La civiltà contadina è legata, fatalmente, ai frutti della terra, una terra madre spesso avara ma sempre in grado di garantire l’essenziale. Ne deriva che la donna e la fertilità assumono un significato sacro e profano insieme.
“Giulia posò con pazienza […] così potei dipingerla […] la dipinsi col suo bambino in braccio; se c’è un modo di essere materni, dove non traspare nessun sentimentalismo, questo era il suo: un attaccamento fisico e terrestre una compassione amara e rassegnata; era come una montagna battuta dal vento e solcata dalle acque da cui sorgesse una collinetta più verde e gentile.”
Levi dipinse molto nei giorni del confino, soprattutto i volti della gente, volti solcati da segni profondi lasciati dal sole a stigmatizzare una vita vissuta nella fatica più dura, in un’afa cocente, dimenticati da tutti.
Per i contadini lo Stato “era più lontano del cielo e più maligno perchè sempre dall’altra parte […] c’è la grandine, la fame, la siccità, la malaria e c’è lo stato. Sono dei mali inevitabili, ci sono sempre stati e ci saranno sempre. Non importa quali siano le sue forme politiche, la sua struttura, i suoi programmi. I contadini non li capiscono, perchè è un altro linguaggio dal loro […] la solo unica difesa contro lo stato […] è la rassegnazione, la stessa cupa rassegnazione, senza speranza di paradiso, che curva le loro schiene sotto i mali della natura.“
Se lo Stato è assente e “cattivo”, allora in questo mondo entrano in campo a soccorrere forze ultraterrene: le streghe, i filtri magici, i monachicchi, le formule da pronunciare sull’uscio di casa guardando una stella per garantire il ritorno dell’innamorato, gli angeli protettori che al crepuscolo scendono dal cielo a guardia della casa e grazie ai quali nè i lupi, nè gli spiriti cattivi possono entrare per tutta la notte. Questa atmosfera numinosa non dispiaceva affatto all’intellettuale, attento sempre al reale, nè se ne allontanava sdegnoso ma ne assaporava l’arcaica suggestione che faceva di quella terra, una terra unica dal fascino inconfondibile, una terra che a dispetto di una secolare indifferenza politica aveva saputo costruire meccanismi di sopravvivenza alternativi. Ciò che lo turbava profondamente era la passività, la rassegnazione, la resa totale di fronte allo Stato che volutamente ignorava questa realtà docile e sottomessa.

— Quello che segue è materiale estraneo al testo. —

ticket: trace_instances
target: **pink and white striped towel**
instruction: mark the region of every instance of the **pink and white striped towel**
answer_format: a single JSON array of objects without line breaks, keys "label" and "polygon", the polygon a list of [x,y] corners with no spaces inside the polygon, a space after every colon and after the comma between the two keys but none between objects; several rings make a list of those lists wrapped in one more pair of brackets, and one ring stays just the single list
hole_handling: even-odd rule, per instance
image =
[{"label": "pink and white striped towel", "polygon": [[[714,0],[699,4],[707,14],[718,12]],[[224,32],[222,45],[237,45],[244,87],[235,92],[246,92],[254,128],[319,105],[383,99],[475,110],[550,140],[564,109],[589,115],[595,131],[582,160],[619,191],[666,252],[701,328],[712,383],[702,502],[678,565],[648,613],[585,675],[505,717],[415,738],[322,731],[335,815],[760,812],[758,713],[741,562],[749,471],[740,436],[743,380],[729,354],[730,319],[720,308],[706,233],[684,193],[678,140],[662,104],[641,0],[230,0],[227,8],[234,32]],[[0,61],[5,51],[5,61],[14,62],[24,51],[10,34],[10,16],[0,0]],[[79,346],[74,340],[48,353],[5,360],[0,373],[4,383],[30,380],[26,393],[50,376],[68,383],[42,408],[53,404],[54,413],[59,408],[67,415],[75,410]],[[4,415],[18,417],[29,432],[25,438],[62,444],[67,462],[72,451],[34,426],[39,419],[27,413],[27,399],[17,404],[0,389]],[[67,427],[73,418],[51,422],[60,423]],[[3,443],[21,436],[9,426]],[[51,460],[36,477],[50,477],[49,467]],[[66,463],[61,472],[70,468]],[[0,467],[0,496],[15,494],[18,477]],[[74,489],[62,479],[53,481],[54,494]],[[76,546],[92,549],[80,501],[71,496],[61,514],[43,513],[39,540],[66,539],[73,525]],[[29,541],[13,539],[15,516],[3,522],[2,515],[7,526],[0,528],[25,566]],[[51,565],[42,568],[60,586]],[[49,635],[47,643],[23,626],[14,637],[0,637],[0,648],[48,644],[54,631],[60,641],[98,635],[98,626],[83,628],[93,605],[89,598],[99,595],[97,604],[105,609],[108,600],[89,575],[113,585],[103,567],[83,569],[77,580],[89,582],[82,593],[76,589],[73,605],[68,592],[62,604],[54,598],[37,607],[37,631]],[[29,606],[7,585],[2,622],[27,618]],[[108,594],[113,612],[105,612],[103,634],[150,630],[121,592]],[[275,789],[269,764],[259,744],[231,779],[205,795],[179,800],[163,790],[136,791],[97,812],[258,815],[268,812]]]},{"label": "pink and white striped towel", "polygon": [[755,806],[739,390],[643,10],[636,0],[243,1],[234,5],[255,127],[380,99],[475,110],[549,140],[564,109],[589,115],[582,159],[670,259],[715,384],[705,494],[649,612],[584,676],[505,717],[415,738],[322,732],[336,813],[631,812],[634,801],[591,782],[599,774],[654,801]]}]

“Io pensavo a quante volte, ogni giorno, usavo sentire questa parola, in tutti i discorsi dei contadini – niente – che cosa speri? Niente. Che cosa si può fare? Niente […] e gli occhi si alzano, nel gesto della negazione, al cielo. L ‘altra parola era crai, il cras latino. Tutto quello che si aspetta, che deve arrivare, che deve essere fatto o mutato, è crai. Ma crai significa mai“.
Eppure… “i bambini erano, in generale, molto più intelligenti e precoci dei ragazzi cittadini della loro età, rapidi nell’intuire, pieni di desiderio di apprendere e di ammirazione per le cose ignote del mondo di fuori“.
È certo che proprio a quei bambini Levi si rivolgeva col cuore e con la mente, è a loro che offriva la sfida di quel mondo incompreso e carico di dolore a causa della responsabilità di tanti, troppi che, ancora oggi, come Feltri, espressione dell’egoismo plutocratico e della supponenza intellettuale, non sono in grado di distinguere il progresso civile dal profitto incondizionato e dallo sfruttamento.
E questo deve turbarci e molto, moltissimo, soprattutto oggi.